Patients with prior exposure to hepatitis B (i.e. positive anti-hepatitis B CORE
antibody) must demonstrate hepatitis B polymerase chain reaction (PCR) to be negative
during screening period and undergo prophylaxis and monitoring for hepatitis B
according to institutional guidelines. Known hepatitis C infection is allowed as long
as there is no active disease and is cleared by gastrointestinal (GI) consultation
- Clinically significant cardiovascular diseases as determined after cardiology
consultation, including uncontrolled or symptomatic arrhythmias, congestive heart
failure or myocardial infarction within 6 months of screening or any class 3
(moderate) or 4 (severe) cardiac disease following the New York Heart Association
classification, known left ventricular ejection fraction (LVEF) < 40%, history of
familial long QT syndrome, Symptomatic atrial or ventricular arrhythmias not
controlled by medications. Otherwise, significant screening electrocardiogram (ECG)
abnormalities and/or pacemaker may be allowed after discussion with the PI and the
cardiologist clearance
- Malabsorption syndrome, disease significantly affecting gastrointestinal function, or
resection of the stomach or small bowel or ulcerative colitis, symptomatic
inflammatory bowel disease, or partial or complete bowel obstruction. Clinically
significant active malabsorption syndrome or other condition likely to affect
gastrointestinal (GI) absorption of venetoclax
- With known allergies to xanthine oxidase inhibitors and/or rasburicase
- Other severe acute or chronic medical or psychiatric condition or laboratory
abnormality that, in the opinion of the investigator, may increase the risk associated
with study participation or study treatment administration or may interfere with the
interpretation of study results and/or would make the patient inappropriate for
enrollment into this study
- No concomitant anticancer therapies, immunotherapies, cellular, or radiotherapy. No
major surgery within 3 weeks prior to first dose of study treatment. Washout period
for chemotherapy is 14 days. Washout period for targeted agents is 2 weeks or 5
half-lives (t1/2) (whichever is shorter). Washout period for antibody-based
immunotherapies or cellular therapies is 4 weeks. Washout period for radiotherapy is 7
days (limited field) and 28 days (extended field that includes BM). Washout period
must be completed prior to any treatment administration
- Uncontrolled autoimmune hemolytic anemia (AIHA) or immune thrombocytopenia
- Consumption of grapefruit, grapefruit products, Seville oranges, or star fruit within
7 days of starting study treatment
- Concomitant steroids for disease related pain control are allowed at any dose but must
be discontinued prior to any study treatment initiation. Chronic use of
corticosteroids is allowed up to 20 mg prednisone daily for non-cancer related
conditions at the time of study start
- History of allogeneic or autologous stem cell transplant (SCT) or CAR-T therapy within
the last 30 days or with any of the following:
- Active uncontrolled graft versus host disease (GVHD)

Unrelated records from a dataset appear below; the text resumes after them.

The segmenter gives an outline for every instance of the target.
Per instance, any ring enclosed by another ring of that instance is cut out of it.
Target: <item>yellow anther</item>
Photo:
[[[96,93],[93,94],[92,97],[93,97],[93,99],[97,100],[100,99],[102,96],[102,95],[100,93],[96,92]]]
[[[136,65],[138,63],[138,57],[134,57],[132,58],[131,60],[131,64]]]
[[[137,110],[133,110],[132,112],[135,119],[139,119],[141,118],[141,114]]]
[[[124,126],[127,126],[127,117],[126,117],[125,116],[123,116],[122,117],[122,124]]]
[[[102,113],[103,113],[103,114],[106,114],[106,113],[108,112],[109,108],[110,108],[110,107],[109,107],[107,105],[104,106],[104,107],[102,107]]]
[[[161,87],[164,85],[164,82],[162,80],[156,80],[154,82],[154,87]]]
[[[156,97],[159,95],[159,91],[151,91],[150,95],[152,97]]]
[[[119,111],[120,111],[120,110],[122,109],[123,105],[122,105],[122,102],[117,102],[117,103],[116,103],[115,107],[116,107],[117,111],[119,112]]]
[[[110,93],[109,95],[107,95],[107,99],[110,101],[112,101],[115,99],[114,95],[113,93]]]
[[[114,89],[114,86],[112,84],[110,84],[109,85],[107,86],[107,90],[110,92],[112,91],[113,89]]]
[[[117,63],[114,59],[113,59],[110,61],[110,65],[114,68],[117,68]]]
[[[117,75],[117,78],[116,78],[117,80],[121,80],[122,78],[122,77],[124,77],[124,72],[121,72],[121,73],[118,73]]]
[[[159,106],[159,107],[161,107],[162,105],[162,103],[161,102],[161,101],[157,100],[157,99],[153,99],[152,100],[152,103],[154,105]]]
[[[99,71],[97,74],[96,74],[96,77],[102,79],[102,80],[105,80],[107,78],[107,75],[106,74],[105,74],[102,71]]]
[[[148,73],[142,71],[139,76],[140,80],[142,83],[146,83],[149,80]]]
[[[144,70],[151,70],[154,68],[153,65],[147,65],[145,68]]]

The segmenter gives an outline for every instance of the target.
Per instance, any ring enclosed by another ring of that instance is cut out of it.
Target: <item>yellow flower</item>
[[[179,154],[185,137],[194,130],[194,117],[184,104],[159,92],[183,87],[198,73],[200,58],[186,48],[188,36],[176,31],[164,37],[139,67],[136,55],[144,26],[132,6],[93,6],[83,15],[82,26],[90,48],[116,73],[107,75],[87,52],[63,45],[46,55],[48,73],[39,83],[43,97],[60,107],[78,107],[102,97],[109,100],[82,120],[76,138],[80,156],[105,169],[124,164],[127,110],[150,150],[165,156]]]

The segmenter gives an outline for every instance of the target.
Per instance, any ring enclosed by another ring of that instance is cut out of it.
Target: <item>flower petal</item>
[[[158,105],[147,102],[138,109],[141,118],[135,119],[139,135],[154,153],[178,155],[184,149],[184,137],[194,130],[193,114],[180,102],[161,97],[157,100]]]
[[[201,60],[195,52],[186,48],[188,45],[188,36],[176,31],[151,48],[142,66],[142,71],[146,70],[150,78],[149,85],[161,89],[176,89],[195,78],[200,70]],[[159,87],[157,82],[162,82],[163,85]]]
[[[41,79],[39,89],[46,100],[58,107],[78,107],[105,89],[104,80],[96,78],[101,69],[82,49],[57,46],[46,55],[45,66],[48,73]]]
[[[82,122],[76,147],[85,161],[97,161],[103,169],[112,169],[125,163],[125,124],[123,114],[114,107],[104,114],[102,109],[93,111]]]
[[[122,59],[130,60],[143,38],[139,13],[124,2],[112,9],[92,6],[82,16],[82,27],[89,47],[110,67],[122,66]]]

- Cytopenias from incomplete blood cell count recovery post-transplant;
- Need for anti-cytokine therapy for residual symptoms of neurotoxicity > grade 1
from CAR-T therapy
- Ongoing immunosuppressive therapy
- Known neurologic disorder or residual neurologic toxicities that may put patients at
increased risk of neurologic toxicity in the opinion of the investigator
- Concomitant malignancies or previous malignancies with less than a 1-year disease-free
interval at the time of signing consent. Subjects with adequately treated basal or
squamous cell carcinoma of the skin, or adequately treated carcinoma in situ (e.g.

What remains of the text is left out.